Updated on 10 August 2012
Our portfolio of specialist products cover medical problems in the developed and underdeveloped worlds. Rather than developing high revenue earning products, Cellabs wanted to focus on greater world problems and help patients in the low economic worlds. We provide high quality testing kits for reliable diagnosis of infectious diseases across the world.
With an objective to develop custom-made kits for infectious diseases, we work with the Walter Reed Army Institute of Medical Research, Maryland, US, to develop a complete panel of diagnostic devices for leishmania infection.
At Cellabs, we have made progress towards the identification of people, who are exposed to malaria before the appearance of symptoms. We have developed a reliable malaria antibody diagnostic test to assess exposure to malaria. This assay, called Pan Malaria Antibody, CELISA, detects exposure to all four main species of human malaria including P. falciparum, P. vivax, P. malariae and P. ovale, of which the first three are relevant to India.
This assay could be useful in Indian regions that are non-endemic for malaria, in order to assess whether local people are exposed to the infection or not and to help control seasonal malaria outbreaks following the monsoon rains. Indians move around in significant numbers for festivals, business or pilgrimages. Such movements of population from non-endemic to endemic regions often result in travellers being exposed to malaria.
Cellabs has recently developed a novel and highly sensitive invitro diagnostic test to overcome the shortfalls of traditional Giemsa microscopy. The Rapimal-FA test is a direct immuno fluorescence microscopic test where a monoclonal antibody labelled with a fluorescent dye (FITC) is used to stain directly, the malaria parasites in blood smears. We have also developed another immuno fluorescence test for malaria targeting P. vivax parasites. These two immuno fluorescence tests are useful for analyzing blood smears of actual malaria parasites. They provide a simpler, quicker and more reliable way to diagnose malaria infection than conventional Giemsa microscopy, even at low parasitemia.

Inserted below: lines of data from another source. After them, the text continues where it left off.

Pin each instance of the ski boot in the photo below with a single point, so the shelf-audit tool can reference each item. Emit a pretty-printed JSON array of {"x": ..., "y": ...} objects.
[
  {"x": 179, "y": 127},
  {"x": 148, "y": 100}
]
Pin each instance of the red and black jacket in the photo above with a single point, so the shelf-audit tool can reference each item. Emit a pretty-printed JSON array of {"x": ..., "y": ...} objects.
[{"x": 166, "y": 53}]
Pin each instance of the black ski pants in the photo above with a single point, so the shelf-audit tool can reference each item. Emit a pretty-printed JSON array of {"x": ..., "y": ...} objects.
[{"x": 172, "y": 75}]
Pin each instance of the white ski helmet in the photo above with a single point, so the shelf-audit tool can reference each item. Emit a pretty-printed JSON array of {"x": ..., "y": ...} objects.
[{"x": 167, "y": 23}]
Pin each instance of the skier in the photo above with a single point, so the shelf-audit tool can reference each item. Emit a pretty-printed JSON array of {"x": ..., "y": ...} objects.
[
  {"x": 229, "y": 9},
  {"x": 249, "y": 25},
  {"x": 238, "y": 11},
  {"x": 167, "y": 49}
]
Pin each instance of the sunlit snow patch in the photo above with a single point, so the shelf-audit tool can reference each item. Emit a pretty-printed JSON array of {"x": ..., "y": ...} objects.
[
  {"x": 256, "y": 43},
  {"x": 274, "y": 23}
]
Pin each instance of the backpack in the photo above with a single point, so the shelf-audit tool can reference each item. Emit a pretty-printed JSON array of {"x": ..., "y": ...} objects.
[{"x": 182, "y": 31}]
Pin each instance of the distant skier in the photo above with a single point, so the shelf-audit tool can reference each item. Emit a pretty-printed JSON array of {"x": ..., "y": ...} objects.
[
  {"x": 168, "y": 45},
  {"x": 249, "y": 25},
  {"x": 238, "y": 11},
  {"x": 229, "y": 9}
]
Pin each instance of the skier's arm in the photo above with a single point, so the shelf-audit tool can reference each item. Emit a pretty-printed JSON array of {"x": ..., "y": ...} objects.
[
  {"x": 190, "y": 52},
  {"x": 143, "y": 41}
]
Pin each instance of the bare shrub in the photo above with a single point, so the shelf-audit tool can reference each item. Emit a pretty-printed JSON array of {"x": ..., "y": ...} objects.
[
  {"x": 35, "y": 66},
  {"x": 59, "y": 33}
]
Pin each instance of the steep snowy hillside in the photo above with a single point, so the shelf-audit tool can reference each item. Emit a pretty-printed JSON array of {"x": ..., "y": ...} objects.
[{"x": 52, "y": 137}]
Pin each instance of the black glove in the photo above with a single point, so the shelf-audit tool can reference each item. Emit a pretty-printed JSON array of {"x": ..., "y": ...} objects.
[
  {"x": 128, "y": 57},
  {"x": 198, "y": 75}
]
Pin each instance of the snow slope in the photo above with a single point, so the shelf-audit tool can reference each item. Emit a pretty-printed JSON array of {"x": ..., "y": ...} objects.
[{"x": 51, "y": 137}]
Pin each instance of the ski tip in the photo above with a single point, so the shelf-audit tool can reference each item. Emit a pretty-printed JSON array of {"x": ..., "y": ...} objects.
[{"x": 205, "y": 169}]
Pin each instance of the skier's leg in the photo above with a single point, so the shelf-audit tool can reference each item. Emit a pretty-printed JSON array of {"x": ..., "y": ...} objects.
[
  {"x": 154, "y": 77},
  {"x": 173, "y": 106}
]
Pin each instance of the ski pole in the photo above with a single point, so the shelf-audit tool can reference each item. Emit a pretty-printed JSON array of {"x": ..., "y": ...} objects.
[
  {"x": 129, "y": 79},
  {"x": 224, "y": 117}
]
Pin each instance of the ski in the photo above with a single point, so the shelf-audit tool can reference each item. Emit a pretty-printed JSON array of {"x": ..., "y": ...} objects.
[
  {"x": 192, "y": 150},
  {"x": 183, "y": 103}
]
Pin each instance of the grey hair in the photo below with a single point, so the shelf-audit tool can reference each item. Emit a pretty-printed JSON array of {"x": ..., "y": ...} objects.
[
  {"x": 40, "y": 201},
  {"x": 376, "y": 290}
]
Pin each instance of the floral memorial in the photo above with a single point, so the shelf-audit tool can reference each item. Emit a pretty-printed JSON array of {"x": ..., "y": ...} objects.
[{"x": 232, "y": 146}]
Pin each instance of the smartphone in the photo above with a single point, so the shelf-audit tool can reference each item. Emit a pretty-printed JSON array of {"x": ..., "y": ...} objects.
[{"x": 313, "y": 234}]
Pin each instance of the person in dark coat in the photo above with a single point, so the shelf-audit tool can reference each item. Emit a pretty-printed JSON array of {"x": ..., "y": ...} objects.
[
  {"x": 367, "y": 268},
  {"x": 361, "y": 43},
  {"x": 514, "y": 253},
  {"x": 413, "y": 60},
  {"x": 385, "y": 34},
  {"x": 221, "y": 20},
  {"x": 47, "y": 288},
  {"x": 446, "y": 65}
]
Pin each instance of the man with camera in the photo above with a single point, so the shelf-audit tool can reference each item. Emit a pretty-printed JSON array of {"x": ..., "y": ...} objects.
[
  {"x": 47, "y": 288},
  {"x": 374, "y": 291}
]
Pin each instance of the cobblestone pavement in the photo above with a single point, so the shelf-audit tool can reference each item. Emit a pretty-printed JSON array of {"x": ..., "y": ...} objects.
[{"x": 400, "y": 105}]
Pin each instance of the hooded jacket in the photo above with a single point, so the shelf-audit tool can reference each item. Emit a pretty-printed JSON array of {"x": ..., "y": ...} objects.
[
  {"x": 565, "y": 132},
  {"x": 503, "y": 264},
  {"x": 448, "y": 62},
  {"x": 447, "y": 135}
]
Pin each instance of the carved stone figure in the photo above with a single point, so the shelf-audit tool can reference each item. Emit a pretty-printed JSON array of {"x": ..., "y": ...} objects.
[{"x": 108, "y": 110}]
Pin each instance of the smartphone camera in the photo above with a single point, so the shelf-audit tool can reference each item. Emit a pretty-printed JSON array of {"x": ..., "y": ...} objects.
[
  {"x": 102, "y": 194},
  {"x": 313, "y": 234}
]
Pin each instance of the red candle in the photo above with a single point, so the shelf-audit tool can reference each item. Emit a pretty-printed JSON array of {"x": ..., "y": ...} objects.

Cellabs has also recently developed another in vitro diagnostic test for malaria that is ideally suited for use in blood banks and which provides a highly sensitive detection even at low parasitemia, where conventional Giemsa microscopy commonly fails to provide a reliable diagnosis. This new assay, Quantimal pLDH CELISA, can measure the number of malaria parasites in infected patient blood samples down to a few parasites, per microlitre of blood.